Wie jüngst, viele haben es nicht einmal gemerkt, der ersten Teil einer Justizreform: Die ist dringend nötig, denn Prozesse dauern im Schnitt dreieinhalb Jahre und manchmal auch 20. Alle von Draghis Vorgängern haben versprochen, es anzupacken. Aber alle Ansätze sind im Gezänk der politischen Parteien hängen geblieben.

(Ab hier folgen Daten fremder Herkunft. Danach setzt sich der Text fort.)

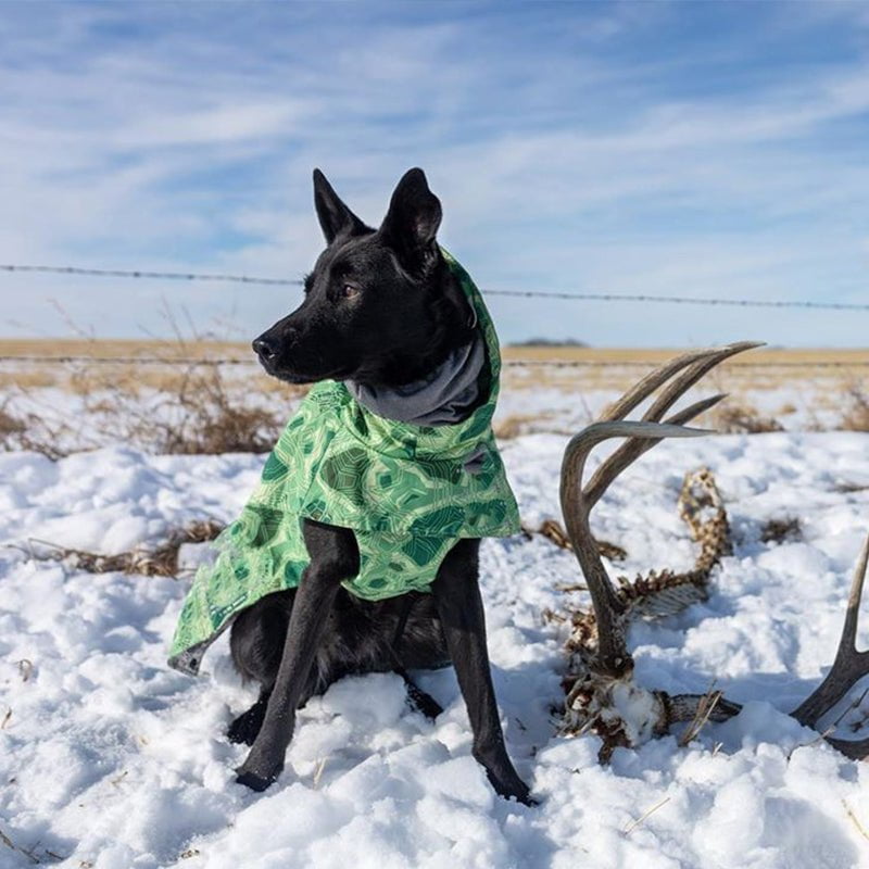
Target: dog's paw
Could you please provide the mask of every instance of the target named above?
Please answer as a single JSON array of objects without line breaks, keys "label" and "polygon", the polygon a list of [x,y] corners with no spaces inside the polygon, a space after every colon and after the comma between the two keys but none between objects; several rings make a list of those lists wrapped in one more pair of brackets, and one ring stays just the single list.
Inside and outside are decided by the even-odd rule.
[{"label": "dog's paw", "polygon": [[256,793],[262,793],[266,788],[273,785],[278,777],[275,774],[263,778],[255,772],[243,772],[242,770],[243,767],[239,767],[236,770],[236,781],[239,784],[243,784],[245,788],[250,788],[251,791],[256,791]]},{"label": "dog's paw", "polygon": [[265,704],[256,703],[248,711],[242,713],[227,728],[226,736],[229,742],[243,745],[253,745],[263,727],[265,718]]}]

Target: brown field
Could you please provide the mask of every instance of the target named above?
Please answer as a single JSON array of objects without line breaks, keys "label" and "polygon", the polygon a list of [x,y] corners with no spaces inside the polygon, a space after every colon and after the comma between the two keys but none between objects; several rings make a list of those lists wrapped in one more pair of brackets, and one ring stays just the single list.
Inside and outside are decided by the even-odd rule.
[{"label": "brown field", "polygon": [[[513,389],[619,389],[635,380],[646,366],[651,368],[680,352],[672,348],[506,347],[504,379]],[[78,361],[60,365],[55,362],[59,357]],[[88,362],[114,357],[130,362]],[[138,358],[162,362],[134,362]],[[188,363],[206,360],[250,362],[250,368],[237,367],[239,375],[249,370],[259,375],[250,348],[229,341],[0,339],[0,388],[58,386],[78,392],[95,386],[93,380],[111,380],[123,391],[136,392],[143,387],[172,390],[186,376]],[[524,362],[531,364],[521,365]],[[544,362],[562,365],[540,364]],[[714,377],[717,387],[730,391],[809,381],[847,388],[869,377],[869,349],[761,348],[725,363]],[[255,379],[257,389],[280,389],[270,378]]]}]

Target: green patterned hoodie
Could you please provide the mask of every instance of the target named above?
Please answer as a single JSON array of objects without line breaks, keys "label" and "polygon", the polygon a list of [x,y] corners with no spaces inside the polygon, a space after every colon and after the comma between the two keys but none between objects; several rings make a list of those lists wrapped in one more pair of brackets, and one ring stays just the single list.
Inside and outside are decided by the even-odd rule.
[{"label": "green patterned hoodie", "polygon": [[377,416],[343,383],[314,386],[287,425],[241,516],[217,539],[216,563],[198,571],[184,603],[169,665],[196,673],[202,655],[242,609],[295,588],[308,563],[302,518],[352,528],[360,572],[343,584],[367,601],[429,591],[459,538],[519,531],[516,501],[492,433],[501,356],[474,281],[444,257],[477,314],[489,395],[455,425]]}]

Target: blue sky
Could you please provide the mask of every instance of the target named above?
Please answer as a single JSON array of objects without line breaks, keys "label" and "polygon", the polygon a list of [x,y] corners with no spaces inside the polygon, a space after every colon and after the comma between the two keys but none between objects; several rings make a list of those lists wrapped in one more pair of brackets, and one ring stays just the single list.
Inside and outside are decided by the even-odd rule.
[{"label": "blue sky", "polygon": [[[869,301],[869,3],[0,4],[0,262],[298,277],[410,166],[481,287]],[[293,289],[0,274],[0,333],[249,338]],[[492,299],[502,338],[866,345],[869,314]]]}]

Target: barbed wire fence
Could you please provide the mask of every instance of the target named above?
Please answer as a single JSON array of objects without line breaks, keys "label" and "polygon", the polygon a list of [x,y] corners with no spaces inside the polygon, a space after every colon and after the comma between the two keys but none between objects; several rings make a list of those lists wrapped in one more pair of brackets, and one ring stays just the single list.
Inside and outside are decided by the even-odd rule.
[{"label": "barbed wire fence", "polygon": [[[155,269],[124,269],[124,268],[88,268],[72,265],[28,265],[15,263],[0,263],[0,272],[21,274],[53,274],[71,275],[77,277],[124,278],[144,280],[178,280],[203,281],[223,284],[248,284],[261,286],[301,287],[304,281],[298,278],[262,277],[253,275],[235,275],[223,273],[199,272],[163,272]],[[869,303],[861,302],[814,302],[803,300],[767,300],[767,299],[725,299],[690,295],[651,295],[647,293],[613,293],[613,292],[562,292],[552,290],[508,290],[484,288],[487,297],[512,297],[522,299],[559,299],[580,302],[640,302],[651,304],[680,304],[680,305],[707,305],[711,307],[759,307],[759,308],[797,308],[808,311],[839,311],[839,312],[869,312]],[[207,356],[185,358],[178,356],[93,356],[93,355],[54,355],[54,354],[5,354],[0,355],[2,363],[41,363],[41,364],[114,364],[114,365],[257,365],[255,358],[238,358],[232,356]],[[554,367],[554,368],[581,368],[581,367],[647,367],[654,364],[653,360],[506,360],[506,367]],[[869,367],[869,358],[856,360],[767,360],[757,362],[733,362],[733,368],[853,368]]]}]

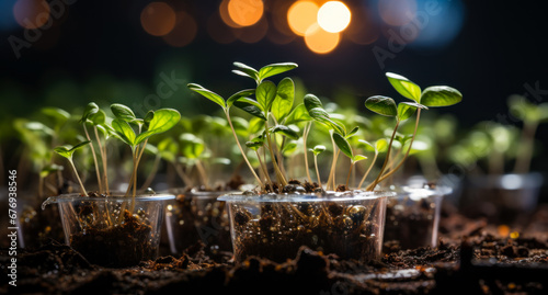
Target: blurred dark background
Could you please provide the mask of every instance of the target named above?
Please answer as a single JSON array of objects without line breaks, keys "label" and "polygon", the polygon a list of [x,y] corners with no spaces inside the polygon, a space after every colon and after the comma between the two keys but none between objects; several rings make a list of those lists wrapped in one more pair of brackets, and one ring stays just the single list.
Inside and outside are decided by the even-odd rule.
[{"label": "blurred dark background", "polygon": [[[368,95],[401,99],[386,71],[423,88],[449,84],[463,92],[464,101],[439,112],[456,114],[463,126],[504,121],[506,98],[527,93],[527,86],[540,90],[539,100],[527,94],[533,102],[548,98],[543,93],[548,90],[548,60],[540,1],[342,1],[352,20],[324,54],[292,32],[287,15],[295,1],[232,1],[2,0],[2,124],[44,105],[70,110],[89,101],[144,111],[176,107],[183,115],[210,113],[217,106],[202,103],[184,84],[198,82],[225,95],[253,87],[230,72],[233,61],[255,68],[295,61],[299,68],[292,75],[307,91],[363,112]],[[326,1],[308,2],[321,7]],[[295,12],[304,13],[299,22],[306,21],[306,12],[310,9]],[[256,13],[262,14],[253,25],[230,26],[238,26],[235,18],[252,21]],[[179,81],[164,91],[173,92],[155,97],[172,76]],[[546,141],[547,135],[540,125],[537,138]]]}]

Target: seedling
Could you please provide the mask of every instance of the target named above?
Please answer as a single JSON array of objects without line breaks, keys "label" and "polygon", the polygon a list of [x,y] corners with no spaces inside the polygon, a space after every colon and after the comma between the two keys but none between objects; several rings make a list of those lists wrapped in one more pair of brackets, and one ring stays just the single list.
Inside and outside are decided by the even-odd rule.
[{"label": "seedling", "polygon": [[78,170],[76,169],[75,167],[75,161],[72,160],[72,155],[75,154],[75,151],[77,149],[80,149],[82,148],[83,146],[85,145],[89,145],[91,141],[90,140],[85,140],[85,141],[82,141],[76,146],[69,146],[69,145],[66,145],[66,146],[60,146],[60,147],[56,147],[54,149],[55,152],[59,154],[60,156],[67,158],[67,160],[69,161],[70,163],[70,167],[72,168],[72,172],[75,172],[75,175],[78,180],[78,183],[80,184],[80,192],[82,194],[87,194],[85,192],[85,188],[83,188],[83,183],[82,183],[82,180],[80,179],[80,177],[78,175]]},{"label": "seedling", "polygon": [[[448,106],[456,104],[463,100],[463,94],[460,94],[458,90],[450,87],[433,86],[424,89],[424,91],[421,91],[421,88],[418,84],[413,83],[406,77],[392,72],[387,72],[386,76],[396,91],[398,91],[404,98],[412,100],[413,102],[401,102],[396,105],[396,102],[391,98],[380,95],[368,98],[365,101],[365,106],[368,110],[384,116],[393,117],[396,120],[396,126],[388,144],[387,155],[383,163],[383,168],[380,169],[380,172],[375,181],[367,186],[367,191],[373,191],[380,181],[392,175],[406,161],[413,146],[413,140],[416,136],[419,120],[421,117],[421,110],[427,110],[429,107],[433,106]],[[385,173],[398,126],[401,122],[410,118],[415,112],[415,127],[406,155],[393,169]]]}]

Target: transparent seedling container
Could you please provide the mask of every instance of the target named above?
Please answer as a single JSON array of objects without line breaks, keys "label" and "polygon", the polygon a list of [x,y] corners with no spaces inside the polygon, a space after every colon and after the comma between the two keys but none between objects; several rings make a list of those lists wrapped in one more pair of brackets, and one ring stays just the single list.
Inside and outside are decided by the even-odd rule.
[{"label": "transparent seedling container", "polygon": [[65,241],[94,264],[122,268],[158,257],[163,207],[174,195],[52,196],[58,204]]},{"label": "transparent seedling container", "polygon": [[391,192],[232,194],[227,202],[235,260],[259,256],[283,262],[301,246],[343,259],[380,256]]}]

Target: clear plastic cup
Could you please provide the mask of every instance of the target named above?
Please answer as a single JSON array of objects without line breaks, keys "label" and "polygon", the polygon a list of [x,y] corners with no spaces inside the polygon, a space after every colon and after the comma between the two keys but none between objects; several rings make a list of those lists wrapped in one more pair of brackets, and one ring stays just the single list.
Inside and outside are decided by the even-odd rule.
[{"label": "clear plastic cup", "polygon": [[47,198],[42,207],[59,205],[66,243],[88,261],[122,268],[158,257],[164,203],[173,197],[65,194]]},{"label": "clear plastic cup", "polygon": [[[176,192],[176,191],[170,191]],[[165,206],[165,227],[171,253],[202,241],[213,252],[232,251],[230,222],[225,202],[217,197],[227,192],[180,192]]]},{"label": "clear plastic cup", "polygon": [[437,228],[447,186],[400,186],[388,197],[386,207],[385,243],[396,249],[437,246]]},{"label": "clear plastic cup", "polygon": [[390,192],[232,194],[227,202],[235,260],[294,259],[301,246],[342,259],[368,261],[381,252]]}]

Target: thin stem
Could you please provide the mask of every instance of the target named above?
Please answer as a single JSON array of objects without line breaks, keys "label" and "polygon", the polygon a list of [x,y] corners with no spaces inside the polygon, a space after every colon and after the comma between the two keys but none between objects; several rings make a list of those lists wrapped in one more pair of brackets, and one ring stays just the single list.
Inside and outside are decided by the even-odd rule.
[{"label": "thin stem", "polygon": [[399,125],[400,125],[400,121],[398,120],[398,121],[396,121],[396,127],[393,127],[392,136],[390,137],[390,143],[388,144],[388,150],[386,151],[386,158],[385,158],[385,162],[383,163],[383,168],[380,168],[380,172],[378,173],[375,181],[367,186],[367,189],[366,189],[367,191],[373,191],[375,189],[375,186],[377,186],[377,183],[380,182],[380,177],[383,175],[383,172],[385,171],[385,168],[388,163],[388,159],[390,158],[390,151],[392,149],[393,137],[396,136],[396,132],[398,131]]},{"label": "thin stem", "polygon": [[263,171],[263,174],[266,178],[266,181],[270,182],[271,184],[273,184],[271,177],[269,175],[269,170],[266,169],[266,166],[264,166],[263,160],[261,160],[261,155],[259,155],[259,149],[255,149],[255,154],[256,154],[256,158],[259,159],[259,166],[261,166],[261,170]]},{"label": "thin stem", "polygon": [[88,193],[85,192],[85,188],[83,188],[83,183],[80,180],[80,177],[78,175],[78,171],[76,170],[75,162],[72,159],[68,159],[70,167],[72,167],[72,171],[75,172],[76,179],[78,180],[78,183],[80,183],[80,192],[85,196]]},{"label": "thin stem", "polygon": [[[398,169],[400,169],[401,166],[403,166],[403,162],[408,158],[409,152],[411,151],[411,148],[413,147],[413,141],[414,141],[414,138],[415,138],[415,135],[416,135],[416,129],[419,128],[419,120],[420,118],[421,118],[421,109],[419,109],[416,111],[416,121],[414,123],[413,137],[411,137],[411,143],[409,143],[409,148],[408,148],[408,151],[406,152],[406,156],[403,156],[403,159],[401,159],[400,163],[395,169],[392,169],[390,172],[388,172],[385,175],[383,175],[378,182],[380,182],[380,181],[389,178],[390,175],[392,175],[393,173],[396,173],[396,171],[398,171]],[[390,150],[388,150],[388,152],[390,152]]]},{"label": "thin stem", "polygon": [[523,123],[523,132],[521,143],[521,152],[517,154],[514,172],[527,173],[530,167],[530,158],[533,157],[533,144],[535,140],[535,133],[538,127],[538,122],[525,121]]},{"label": "thin stem", "polygon": [[[91,141],[90,134],[88,133],[88,128],[85,127],[85,122],[82,124],[83,131],[85,133],[85,138]],[[98,157],[95,156],[95,148],[93,147],[93,143],[90,143],[91,154],[93,155],[93,163],[95,164],[95,173],[98,178],[99,192],[103,191],[103,184],[101,183],[101,172],[99,170]]]},{"label": "thin stem", "polygon": [[228,109],[225,110],[225,115],[227,116],[228,124],[230,125],[230,129],[232,131],[232,135],[235,136],[236,144],[238,145],[238,148],[240,149],[241,156],[243,157],[243,160],[249,167],[249,170],[251,170],[251,173],[253,173],[253,177],[255,177],[256,181],[259,182],[259,185],[261,188],[263,186],[263,182],[261,179],[256,175],[255,170],[251,166],[251,163],[248,160],[248,157],[246,157],[246,152],[243,152],[243,149],[241,148],[240,140],[238,140],[238,135],[236,135],[235,126],[232,126],[232,121],[230,120],[230,115],[228,114]]},{"label": "thin stem", "polygon": [[349,175],[346,177],[346,188],[349,188],[349,182],[350,182],[350,175],[352,174],[352,168],[354,167],[354,161],[350,161],[350,169],[349,169]]},{"label": "thin stem", "polygon": [[320,170],[318,169],[318,156],[316,154],[313,155],[313,166],[316,167],[316,175],[318,177],[318,184],[320,184],[320,188],[322,188],[320,179]]},{"label": "thin stem", "polygon": [[373,161],[372,163],[369,164],[369,168],[367,168],[367,171],[365,172],[364,177],[362,178],[362,181],[359,182],[359,185],[357,186],[358,190],[362,189],[362,185],[364,184],[364,181],[365,179],[367,178],[367,175],[369,174],[369,172],[372,171],[372,168],[373,166],[375,164],[375,161],[377,160],[377,156],[378,156],[378,152],[375,151],[375,157],[373,158]]},{"label": "thin stem", "polygon": [[[302,146],[305,147],[305,170],[307,171],[308,182],[310,182],[310,183],[312,183],[312,179],[310,178],[310,172],[308,171],[307,138],[308,138],[308,133],[310,132],[311,126],[312,126],[312,124],[307,123],[307,125],[305,126],[305,131],[302,132]],[[315,161],[316,161],[316,155],[315,155]],[[316,167],[316,170],[318,170],[318,167]],[[319,178],[320,177],[318,174],[318,181],[320,181]],[[320,186],[321,186],[321,184],[320,184]]]}]

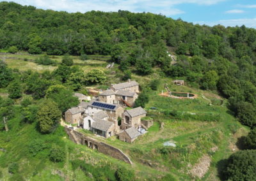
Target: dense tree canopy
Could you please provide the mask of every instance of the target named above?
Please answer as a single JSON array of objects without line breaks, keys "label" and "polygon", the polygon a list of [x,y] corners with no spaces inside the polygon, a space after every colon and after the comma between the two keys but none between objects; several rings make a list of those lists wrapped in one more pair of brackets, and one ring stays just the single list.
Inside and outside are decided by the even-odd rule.
[{"label": "dense tree canopy", "polygon": [[255,168],[256,150],[238,151],[228,159],[223,174],[228,180],[254,180]]},{"label": "dense tree canopy", "polygon": [[42,133],[53,132],[58,126],[61,113],[57,104],[51,99],[45,99],[37,112],[39,131]]}]

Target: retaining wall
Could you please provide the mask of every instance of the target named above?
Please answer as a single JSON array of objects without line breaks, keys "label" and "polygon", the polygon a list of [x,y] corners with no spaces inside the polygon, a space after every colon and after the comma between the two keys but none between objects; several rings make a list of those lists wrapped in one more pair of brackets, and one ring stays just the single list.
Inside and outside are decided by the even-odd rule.
[{"label": "retaining wall", "polygon": [[99,152],[124,161],[131,164],[132,164],[131,159],[120,149],[86,136],[84,134],[72,129],[65,127],[65,129],[68,134],[70,139],[76,143],[86,145],[89,148],[97,150]]}]

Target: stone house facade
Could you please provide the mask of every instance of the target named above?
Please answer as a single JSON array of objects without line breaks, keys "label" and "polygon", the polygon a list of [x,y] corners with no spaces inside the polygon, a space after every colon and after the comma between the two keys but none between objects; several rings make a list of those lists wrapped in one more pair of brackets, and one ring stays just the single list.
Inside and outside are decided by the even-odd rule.
[{"label": "stone house facade", "polygon": [[99,112],[102,111],[108,116],[108,121],[112,122],[115,125],[115,134],[118,133],[120,127],[118,123],[118,117],[122,117],[124,113],[124,108],[120,105],[107,104],[99,101],[91,101],[88,105],[86,113],[92,115]]},{"label": "stone house facade", "polygon": [[138,128],[141,125],[141,119],[145,117],[147,112],[141,107],[125,110],[121,121],[121,129],[126,129],[131,127]]},{"label": "stone house facade", "polygon": [[82,121],[85,109],[82,106],[68,109],[65,113],[65,119],[66,122],[73,124],[79,124]]},{"label": "stone house facade", "polygon": [[92,125],[93,133],[108,138],[115,134],[113,122],[102,119],[94,119],[95,121]]},{"label": "stone house facade", "polygon": [[106,90],[99,94],[99,101],[108,104],[120,105],[133,107],[138,94],[129,90],[118,90],[114,92],[111,89]]},{"label": "stone house facade", "polygon": [[132,143],[141,133],[134,127],[131,127],[120,132],[119,140],[127,143]]}]

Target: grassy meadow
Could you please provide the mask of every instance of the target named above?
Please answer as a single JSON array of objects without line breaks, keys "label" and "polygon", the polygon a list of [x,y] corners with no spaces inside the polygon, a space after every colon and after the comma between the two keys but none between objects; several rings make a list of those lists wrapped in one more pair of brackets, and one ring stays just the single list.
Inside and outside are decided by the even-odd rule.
[{"label": "grassy meadow", "polygon": [[[38,65],[35,62],[36,58],[36,55],[0,55],[0,59],[3,59],[8,67],[21,71],[31,69],[42,73],[46,70],[52,71],[56,68],[56,66]],[[60,64],[62,56],[50,56],[50,58],[58,64]],[[111,69],[106,68],[109,56],[90,55],[89,59],[85,61],[81,61],[79,57],[72,58],[74,65],[81,66],[84,72],[93,68],[104,71],[108,76],[106,85],[120,82],[122,73],[116,65]],[[4,180],[22,180],[22,178],[29,180],[90,180],[90,177],[84,175],[81,169],[73,169],[72,161],[76,160],[84,161],[95,168],[102,165],[110,168],[131,167],[138,180],[159,180],[168,173],[177,180],[197,180],[199,178],[191,170],[200,165],[204,156],[210,158],[211,163],[202,180],[219,180],[218,169],[221,166],[220,161],[239,149],[236,144],[237,138],[246,135],[248,129],[236,120],[227,108],[225,99],[216,92],[199,90],[189,85],[173,85],[172,79],[162,77],[155,70],[155,73],[146,77],[132,75],[132,79],[138,81],[141,86],[145,86],[153,78],[159,78],[160,82],[157,90],[149,92],[150,101],[145,109],[148,116],[154,119],[154,123],[147,134],[131,144],[121,141],[115,136],[104,139],[81,131],[121,149],[134,163],[132,166],[86,146],[76,145],[68,139],[61,127],[53,135],[42,135],[35,130],[35,124],[23,126],[19,121],[21,115],[17,115],[12,120],[16,122],[15,127],[8,134],[0,133],[0,148],[6,150],[6,152],[0,150],[0,171],[3,178],[7,179]],[[161,97],[159,94],[165,91],[165,83],[172,91],[191,92],[196,94],[198,98],[179,99]],[[8,96],[6,90],[0,89],[0,96]],[[19,108],[19,103],[16,103],[16,107]],[[157,110],[150,109],[152,107]],[[24,143],[29,143],[30,139],[35,137],[50,140],[60,136],[61,142],[65,143],[67,152],[66,161],[60,164],[45,160],[47,152],[35,157],[29,156],[28,145]],[[177,147],[164,147],[163,143],[168,141],[175,142]],[[10,175],[7,168],[3,168],[10,162],[18,161],[21,163],[20,174]]]}]

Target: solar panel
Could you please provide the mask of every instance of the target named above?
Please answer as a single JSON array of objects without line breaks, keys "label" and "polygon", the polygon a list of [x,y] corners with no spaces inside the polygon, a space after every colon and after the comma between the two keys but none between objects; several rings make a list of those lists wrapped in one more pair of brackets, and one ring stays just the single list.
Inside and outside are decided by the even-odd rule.
[{"label": "solar panel", "polygon": [[108,105],[106,103],[97,103],[97,102],[94,102],[92,105],[92,106],[97,106],[97,107],[100,107],[103,108],[106,108],[106,109],[109,109],[109,110],[114,110],[116,106],[113,106],[111,105]]}]

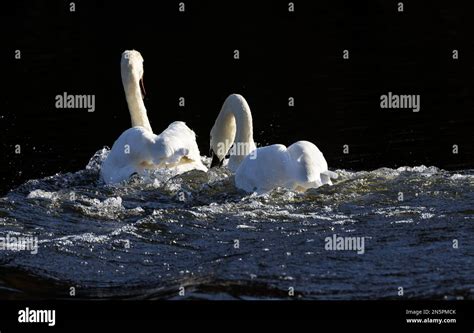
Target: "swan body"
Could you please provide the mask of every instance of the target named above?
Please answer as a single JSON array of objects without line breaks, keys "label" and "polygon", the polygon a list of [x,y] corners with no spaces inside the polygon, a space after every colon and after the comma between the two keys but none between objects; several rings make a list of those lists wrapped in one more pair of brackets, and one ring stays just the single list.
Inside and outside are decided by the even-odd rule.
[{"label": "swan body", "polygon": [[122,82],[132,128],[115,141],[102,163],[101,176],[107,184],[128,179],[145,170],[167,168],[180,174],[193,169],[207,171],[201,162],[196,134],[182,121],[171,123],[161,134],[153,133],[143,103],[139,82],[143,58],[138,51],[122,54]]},{"label": "swan body", "polygon": [[276,187],[306,191],[332,185],[331,178],[337,178],[311,142],[298,141],[288,148],[281,144],[256,148],[250,108],[242,96],[233,94],[224,102],[211,130],[214,161],[222,162],[236,143],[248,149],[231,154],[228,167],[235,172],[235,185],[246,192],[264,193]]}]

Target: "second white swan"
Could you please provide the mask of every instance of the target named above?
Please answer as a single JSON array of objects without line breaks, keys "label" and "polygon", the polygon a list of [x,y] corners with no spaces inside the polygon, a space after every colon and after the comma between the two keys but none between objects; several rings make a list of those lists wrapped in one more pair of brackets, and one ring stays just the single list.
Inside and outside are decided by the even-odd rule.
[{"label": "second white swan", "polygon": [[193,169],[207,171],[196,134],[184,122],[175,121],[161,134],[153,134],[140,89],[143,58],[138,51],[123,52],[121,73],[132,128],[120,135],[102,163],[105,183],[117,183],[147,169],[167,168],[176,174]]},{"label": "second white swan", "polygon": [[222,164],[230,151],[227,165],[235,172],[235,185],[247,192],[264,193],[276,187],[306,191],[332,185],[331,178],[337,178],[311,142],[256,148],[252,114],[241,95],[232,94],[225,100],[211,130],[210,146],[211,166]]}]

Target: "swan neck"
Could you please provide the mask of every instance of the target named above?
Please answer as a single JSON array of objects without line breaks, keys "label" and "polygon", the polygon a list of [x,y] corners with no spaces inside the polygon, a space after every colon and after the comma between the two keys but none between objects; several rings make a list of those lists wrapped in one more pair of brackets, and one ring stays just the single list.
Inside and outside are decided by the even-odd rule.
[{"label": "swan neck", "polygon": [[253,141],[252,114],[245,100],[241,100],[238,103],[231,103],[227,108],[227,112],[235,119],[236,133],[234,142],[255,146]]},{"label": "swan neck", "polygon": [[132,127],[141,126],[152,132],[140,91],[139,80],[133,76],[125,76],[123,80],[125,97],[132,120]]}]

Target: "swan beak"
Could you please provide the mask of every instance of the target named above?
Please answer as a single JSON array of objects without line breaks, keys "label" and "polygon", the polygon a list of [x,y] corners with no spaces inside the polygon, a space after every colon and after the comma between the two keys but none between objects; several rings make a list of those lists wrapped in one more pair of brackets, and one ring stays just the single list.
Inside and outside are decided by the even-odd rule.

Auch der parteilose Draghi regiert mit sechs völlig zerstrittenen Parteien. Die mucken immer mal wieder auf, aber den Regierungschef kümmert es nicht besonders. Er geht seinen Weg, sollen sie ihn doch abräumen, wenn es ihnen nicht passt. Nur: Das wagt bislang keiner. Denn 70 Prozent der Bürger wollen Draghi und keinen politischen Zoff.
Da bleibt selbst Lega-Chef Matteo Salvini lieber in Deckung. Und auch der Ex-Chef der sozialdemokratischen PD, Matteo Renzi, der diese im Zorn verlassen und mit seinen Getreuen eine eigene Kleinpartei (Italia Viva) gegründet hat, sagt brav: "Wir müssen den Besten an die Spitze setzen. Und Mario Draghi ist der Beste."
Nicht nur, aber auch deshalb strahlt der politische Himmel in Italien derzeit im schönsten Blau. In Deutschland ist er dagegen eher grau. Nun ja, dort gibt es eben auch keinen Mario Draghi. Dort stehen Annalena Baerbock, Olaf Scholz und Armin Laschet zur Wahl.